Salvation & Other People


"Your Personal Lord and Saviour". 

It is a phrase bandied about by street preachers and enthused evangelists across the denominational spectrum, and it might give the impression that our salvation is the result of our personal assent to something or personal allegiance to someone.

Whilst there is certainly an individual dimension to the confession in Christ, such an individualistic focus seriously truncates the whole economy of salvation. A 1995 essay in the journal Communio by Avery Cardinal Dulles makes clear that, as far as the Catholic is concerned, there is an indispensible "ecclesial dimension of faith". The confession of faith in Christ one makes individually is inseparable from his or her belonging in that collective known as the "body of Christ". Indeed, that individual confession comes out of one's member in that body, and that priority to membership in the social body then renders problematic any claim that it is the individual onto which salvation is effected. In other words, Dulles' essay draws our attention to a profoundly social dimension in the economy of salvation.

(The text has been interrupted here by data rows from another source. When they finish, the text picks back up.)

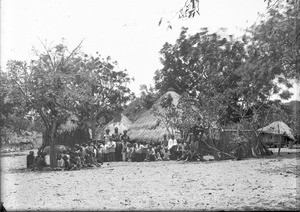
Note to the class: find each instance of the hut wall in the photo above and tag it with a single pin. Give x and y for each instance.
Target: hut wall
(70, 138)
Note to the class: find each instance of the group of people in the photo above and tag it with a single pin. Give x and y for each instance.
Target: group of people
(118, 147)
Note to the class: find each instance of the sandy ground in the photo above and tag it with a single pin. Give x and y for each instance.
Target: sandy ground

This claim on the social inflection to salvation is not something that is new, nor is it a claim that is exclusively made by Catholics. A homily by Stanley Hauerwas at Duke Divinity School would alert listeners to a theme in the Old Testament that often escapes even the most ecclesially minded Christian - that God's salvation involved the creation of a holy nation. Moreover, it is in that incorporation into this nation that salvation takes place. In our day, the nation that is the Body of Christ functions as the site of incorporation.

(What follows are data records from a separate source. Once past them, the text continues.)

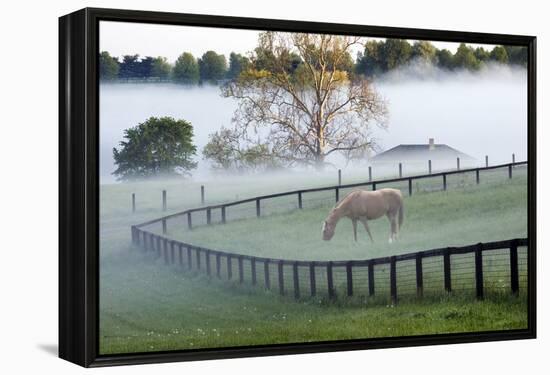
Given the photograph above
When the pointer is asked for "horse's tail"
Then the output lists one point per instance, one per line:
(401, 208)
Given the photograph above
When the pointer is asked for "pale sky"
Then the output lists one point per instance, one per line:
(129, 38)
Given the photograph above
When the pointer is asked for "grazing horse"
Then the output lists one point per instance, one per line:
(365, 205)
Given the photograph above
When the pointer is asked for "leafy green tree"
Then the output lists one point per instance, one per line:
(129, 67)
(369, 63)
(516, 55)
(304, 116)
(212, 66)
(145, 67)
(445, 59)
(481, 54)
(108, 66)
(395, 53)
(161, 68)
(225, 152)
(237, 64)
(424, 51)
(465, 58)
(186, 69)
(158, 147)
(499, 55)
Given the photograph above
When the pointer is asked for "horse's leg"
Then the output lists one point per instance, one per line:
(364, 221)
(394, 228)
(393, 223)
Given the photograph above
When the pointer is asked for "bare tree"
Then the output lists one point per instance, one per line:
(310, 110)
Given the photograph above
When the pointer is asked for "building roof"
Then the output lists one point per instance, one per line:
(421, 152)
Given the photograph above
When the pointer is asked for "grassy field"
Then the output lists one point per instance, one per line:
(455, 217)
(146, 306)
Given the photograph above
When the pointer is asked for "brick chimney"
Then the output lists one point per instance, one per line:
(432, 144)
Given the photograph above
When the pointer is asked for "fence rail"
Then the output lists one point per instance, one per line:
(299, 276)
(337, 188)
(474, 267)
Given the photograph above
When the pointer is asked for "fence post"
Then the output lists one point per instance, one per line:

Thus, incorporation into a nation or social body is not just a convenient means to an individual end, but also has a salvific horizon. This would explain why every act of incorporation is given a salvific inflection within popular culture, whether it be finding love (listen to Celine Dion's "I know what love is" and try to deny it), dancing in the clubs (the coincidence of trance music and quasi-scriptural lyrics is not accidental), or running away from zombies (there is another essay in how the AMC series The Walking Dead is a tale of the striving for redemption by belonging to a community). Each of these acts of incorporation is an attempt to parallel the kind of salvation that God brings about through is forging of a holy nation.